Saturday, October 17, 2015

Gossamer on the button-bushes.

October 17

P. M. —Up river. 

October 17, 2023

A fine Indian-summer afternoon. 

There is much gossamer on the button-bushes, now bare of leaves, and on the sere meadow-grass, looking toward the sun, in countless parallel lines, like the ropes which connect the masts of a vessel. 

I see the roots of the great yellow lily lying on the mud where they have made a ditch in John Hosmer’s meadow for the sake of the mud, gray-colored when old and dry. Some are three and a half inches in diameter, with their great eyes or protuberant shoulders where the leaf-stalks stood in quincunx order around them. What rank vigor they suggest!

I see behind (or rather in front of) me as I row home a little dipper appear in mid-river, as if I had passed right over him. It dives while I look, and I do not see it come up anywhere.
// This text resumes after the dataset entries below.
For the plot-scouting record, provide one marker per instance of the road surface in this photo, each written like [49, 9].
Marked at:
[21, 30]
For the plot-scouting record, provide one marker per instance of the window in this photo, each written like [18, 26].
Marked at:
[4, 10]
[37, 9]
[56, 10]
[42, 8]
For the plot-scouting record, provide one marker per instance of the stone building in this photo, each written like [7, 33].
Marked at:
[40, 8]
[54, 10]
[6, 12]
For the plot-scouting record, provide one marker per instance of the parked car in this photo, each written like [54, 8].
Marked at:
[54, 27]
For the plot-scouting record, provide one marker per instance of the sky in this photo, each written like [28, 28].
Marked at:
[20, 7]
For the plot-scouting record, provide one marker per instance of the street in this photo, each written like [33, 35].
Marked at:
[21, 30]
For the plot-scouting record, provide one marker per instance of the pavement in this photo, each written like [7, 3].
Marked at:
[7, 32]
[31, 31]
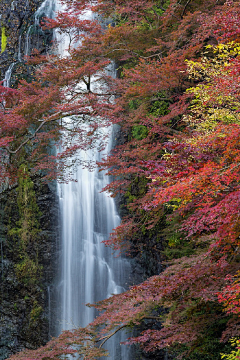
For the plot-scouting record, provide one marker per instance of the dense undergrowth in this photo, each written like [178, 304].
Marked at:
[177, 101]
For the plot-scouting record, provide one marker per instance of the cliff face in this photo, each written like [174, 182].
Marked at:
[17, 27]
[27, 267]
[24, 293]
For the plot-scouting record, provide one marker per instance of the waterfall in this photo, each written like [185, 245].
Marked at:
[8, 74]
[46, 9]
[89, 272]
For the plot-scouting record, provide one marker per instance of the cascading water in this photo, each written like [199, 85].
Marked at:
[89, 270]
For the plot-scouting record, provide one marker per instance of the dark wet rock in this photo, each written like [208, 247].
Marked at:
[17, 17]
[24, 308]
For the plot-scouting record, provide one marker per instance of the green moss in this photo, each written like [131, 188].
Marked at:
[35, 312]
[3, 40]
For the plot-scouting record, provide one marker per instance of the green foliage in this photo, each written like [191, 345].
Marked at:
[235, 354]
[139, 132]
[3, 39]
[28, 271]
[159, 107]
[35, 312]
[26, 233]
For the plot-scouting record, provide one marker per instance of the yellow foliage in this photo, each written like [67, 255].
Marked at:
[210, 106]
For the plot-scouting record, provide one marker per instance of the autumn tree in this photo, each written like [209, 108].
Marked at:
[176, 98]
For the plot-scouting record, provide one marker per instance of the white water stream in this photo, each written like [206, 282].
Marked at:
[89, 270]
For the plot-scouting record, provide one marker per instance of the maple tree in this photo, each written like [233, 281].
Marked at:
[177, 101]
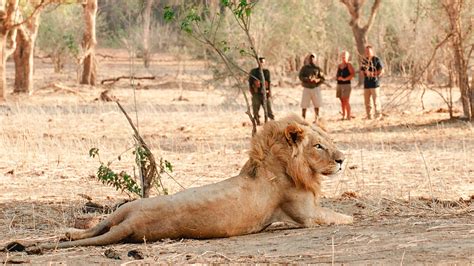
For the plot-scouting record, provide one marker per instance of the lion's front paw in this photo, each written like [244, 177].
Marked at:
[344, 219]
[73, 234]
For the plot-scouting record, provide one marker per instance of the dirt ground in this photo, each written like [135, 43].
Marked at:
[408, 179]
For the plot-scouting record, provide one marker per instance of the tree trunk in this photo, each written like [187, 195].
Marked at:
[453, 9]
[8, 9]
[146, 33]
[89, 42]
[471, 97]
[23, 55]
[360, 31]
[3, 62]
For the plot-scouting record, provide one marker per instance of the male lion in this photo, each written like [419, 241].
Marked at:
[279, 183]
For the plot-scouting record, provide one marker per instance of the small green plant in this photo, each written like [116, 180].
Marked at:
[121, 181]
[126, 183]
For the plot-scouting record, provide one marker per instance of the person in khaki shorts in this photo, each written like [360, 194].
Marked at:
[344, 75]
[372, 69]
[311, 78]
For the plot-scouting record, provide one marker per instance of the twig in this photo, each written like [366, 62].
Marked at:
[113, 80]
[448, 226]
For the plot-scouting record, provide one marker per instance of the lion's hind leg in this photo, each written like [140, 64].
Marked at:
[328, 216]
[77, 234]
[115, 235]
[114, 219]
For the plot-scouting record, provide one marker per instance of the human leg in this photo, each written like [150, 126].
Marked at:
[376, 101]
[269, 109]
[316, 100]
[348, 109]
[305, 101]
[367, 93]
[256, 102]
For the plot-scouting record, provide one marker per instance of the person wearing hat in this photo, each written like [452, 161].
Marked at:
[311, 77]
[256, 90]
[344, 75]
[372, 69]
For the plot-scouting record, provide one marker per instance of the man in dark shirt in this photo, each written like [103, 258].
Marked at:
[372, 69]
[311, 77]
[256, 90]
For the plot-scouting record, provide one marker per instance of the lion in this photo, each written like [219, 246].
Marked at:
[280, 182]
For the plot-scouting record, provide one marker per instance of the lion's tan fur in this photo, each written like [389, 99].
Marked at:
[279, 183]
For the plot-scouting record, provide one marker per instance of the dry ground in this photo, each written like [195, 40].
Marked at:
[408, 178]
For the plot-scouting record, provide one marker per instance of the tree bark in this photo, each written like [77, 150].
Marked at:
[471, 89]
[8, 9]
[359, 31]
[23, 55]
[146, 33]
[453, 9]
[89, 42]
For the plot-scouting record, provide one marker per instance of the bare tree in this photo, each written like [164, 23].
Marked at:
[146, 32]
[8, 10]
[23, 55]
[360, 31]
[453, 9]
[89, 42]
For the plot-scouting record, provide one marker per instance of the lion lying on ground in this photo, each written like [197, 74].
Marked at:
[279, 183]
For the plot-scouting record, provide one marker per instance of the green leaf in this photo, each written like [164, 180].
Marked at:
[93, 152]
[168, 14]
[225, 3]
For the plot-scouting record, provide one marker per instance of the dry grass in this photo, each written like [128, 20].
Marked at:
[391, 163]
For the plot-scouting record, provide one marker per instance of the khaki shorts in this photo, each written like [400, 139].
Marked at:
[311, 95]
[343, 91]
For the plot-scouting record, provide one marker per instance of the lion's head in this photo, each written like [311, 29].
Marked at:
[293, 148]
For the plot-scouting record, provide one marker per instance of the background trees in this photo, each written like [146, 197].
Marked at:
[407, 35]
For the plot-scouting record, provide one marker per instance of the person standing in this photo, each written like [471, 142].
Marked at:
[344, 75]
[311, 78]
[256, 90]
[372, 69]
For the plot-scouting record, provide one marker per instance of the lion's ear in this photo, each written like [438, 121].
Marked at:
[294, 134]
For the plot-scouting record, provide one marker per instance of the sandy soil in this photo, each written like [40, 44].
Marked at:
[408, 178]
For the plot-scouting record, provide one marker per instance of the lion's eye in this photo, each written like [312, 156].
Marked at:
[319, 146]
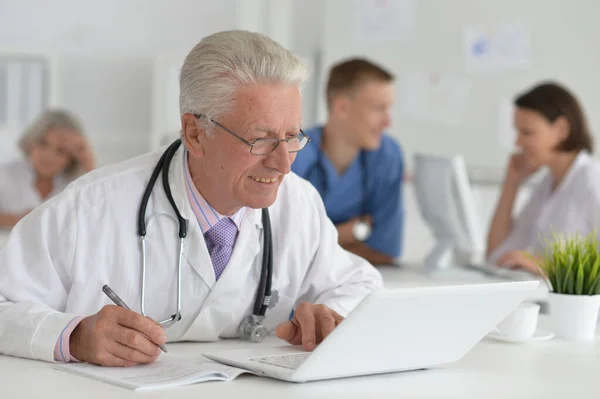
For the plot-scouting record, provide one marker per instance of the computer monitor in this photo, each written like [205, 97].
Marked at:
[448, 207]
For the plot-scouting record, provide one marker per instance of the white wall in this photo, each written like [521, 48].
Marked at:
[105, 51]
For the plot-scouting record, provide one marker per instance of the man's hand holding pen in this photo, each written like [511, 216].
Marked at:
[116, 336]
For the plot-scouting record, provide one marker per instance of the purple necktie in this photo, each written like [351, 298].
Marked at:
[221, 238]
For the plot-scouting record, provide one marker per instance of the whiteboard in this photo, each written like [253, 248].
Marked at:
[429, 48]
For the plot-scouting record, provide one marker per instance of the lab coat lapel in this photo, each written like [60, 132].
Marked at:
[220, 306]
[195, 250]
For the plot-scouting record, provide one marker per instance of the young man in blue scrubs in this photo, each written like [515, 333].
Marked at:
[356, 168]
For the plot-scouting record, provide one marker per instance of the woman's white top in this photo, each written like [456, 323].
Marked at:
[573, 207]
[18, 193]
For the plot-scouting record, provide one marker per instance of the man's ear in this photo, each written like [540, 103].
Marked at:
[193, 134]
[341, 105]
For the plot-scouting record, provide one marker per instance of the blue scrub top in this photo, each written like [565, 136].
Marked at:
[344, 195]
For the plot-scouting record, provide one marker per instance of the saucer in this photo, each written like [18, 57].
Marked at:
[539, 335]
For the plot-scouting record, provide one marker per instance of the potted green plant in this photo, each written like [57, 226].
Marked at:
[571, 267]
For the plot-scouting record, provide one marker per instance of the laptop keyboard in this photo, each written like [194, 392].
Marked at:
[291, 362]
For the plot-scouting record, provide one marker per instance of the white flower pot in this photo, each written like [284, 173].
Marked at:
[574, 317]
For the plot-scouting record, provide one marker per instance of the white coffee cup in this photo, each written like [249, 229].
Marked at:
[521, 323]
H. D. Thoreau, Journal, October 17, 1855

A fine Indian-summer afternoon. There is much gossamer . . . looking toward the sun, in countless parallel lines, like the ropes which connect the masts of a vessel. See October 18, 1855 (" To-day my shoes are whitened with the gossamer which I noticed yesterday on the meadow-grass."); October 19, 1860 ("Indian-summer-like and gossamer.") See also A Book of the Seasons, by Henry Thoreau, Gossamer Days

I see a little dipper appear in mid-river, It dives while I look, and I do not see it come up anywhere. See September 8, 1859 ("I see the black head and neck of a little dipper in mid stream, a few rods before my boat. It disappears, and though I search carefully, I cannot detect it again.")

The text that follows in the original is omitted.